Human dermal fibroblast migration after 24 h exposure to scaffold eluates acquired at 1, 6, 24, and 48 h in FBM (n = 8, *p < 0.05 when compared to unloaded CS-PEO/Fb scaffold at each specific time point)

Eluates collected from electrospun scaffolds, which were loaded with 4 or 8 μg PDGF/mL polymer solutions, demonstrated similar levels of fibroblast migration when compared to a single 50 ng/mL treatment. The data suggest that PDGF delivered by electrospun nanofibers can be equally effective in promoting fibroblast migration as a single application of PDGF. Additionally, the migration elicited by the scaffold-released PDGF was sustained for 48 h. Sustained delivery of PDGF eliminates the need for daily applications, which is an advantage over commercially available treatments such as Regranex®.
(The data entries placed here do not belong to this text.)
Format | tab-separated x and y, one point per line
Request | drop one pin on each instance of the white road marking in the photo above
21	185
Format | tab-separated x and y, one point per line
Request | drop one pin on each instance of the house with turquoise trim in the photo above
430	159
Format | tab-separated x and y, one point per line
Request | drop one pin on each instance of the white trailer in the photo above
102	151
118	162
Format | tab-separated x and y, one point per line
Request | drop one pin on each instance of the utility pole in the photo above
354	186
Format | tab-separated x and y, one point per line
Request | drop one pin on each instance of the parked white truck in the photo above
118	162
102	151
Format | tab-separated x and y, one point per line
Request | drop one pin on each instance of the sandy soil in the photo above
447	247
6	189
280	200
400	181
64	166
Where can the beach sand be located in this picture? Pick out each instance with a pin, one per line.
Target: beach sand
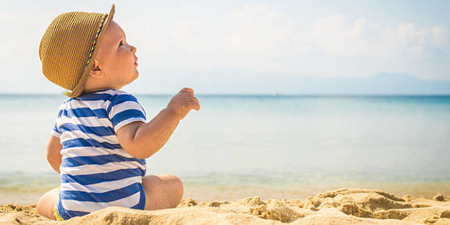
(343, 206)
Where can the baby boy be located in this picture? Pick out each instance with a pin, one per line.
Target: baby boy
(101, 138)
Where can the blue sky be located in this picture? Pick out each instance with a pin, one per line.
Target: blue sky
(326, 39)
Fibroblast migration reached a maximum when cells were treated with the 24-h eluates from each of the PGDF-loaded scaffolds. Notably, when fibroblasts were treated with the 6-h eluates from the 4 and 8 μg PDGF/mL electrospun scaffolds, the same level of maximum migration was achieved. This suggests that the rate of migration increased in response to increased PDGF loading. Additionally, 4 and 8 μg/mL PDGF-loaded scaffolds might be able to elicit fibroblast migration potentials beyond the detection limits of the current assay, which can only assess the endpoint of migration, but not the migration rate. Finally, results demonstrated that eluates from unloaded CS-PEO/Fb scaffolds were also capable of eliciting a linear increase in migration over the same elution time points, albeit less effectively than the PDGF-loaded scaffolds. This result is most likely mediated by the ability of fibrinogen to enhance fibroblast migration [54, 55]. In general, PDGF-loaded composite scaffolds significantly improved in vitro migration, compared to the individual components of the scaffold.

Conclusion

The versatility of electrospinning allows for the combination of advantageous properties of various polymers and proven bioactive molecules. We utilized this technique to fabricate unique CS-PEO/Fb scaffolds with the ability to release biologically active PDGF over 48 h. This study evaluated the chemical and physical properties of the nanofibrous scaffolds including (1) morphology, (2) physical and mechanical properties, (3) in vitro scaffold degradation, and (4) the ability to release functional PDGF in a dose- and time-dependent manner. Electrospun CS-PEO/Fb scaffolds demonstrated nanoscale morphological properties that are conducive to wound dressing applications, as well as an adequate WVTR, mechanical stability, and a unique biphasic PDGF delivery profile. Furthermore, PDGF maintained its biological function throughout the electrospinning process, and when combined with the natural, chemotactic properties of Fb elicited dermal fibroblast migration that is functionally equivalent to a single 50 ng/mL dose of PDGF. Overall, these results highlight the potential of CS-PEO/Fb scaffolds as a viable wound dressing capable of delivering bioactive PDGF to enhance fibroblast recruitment and wound healing.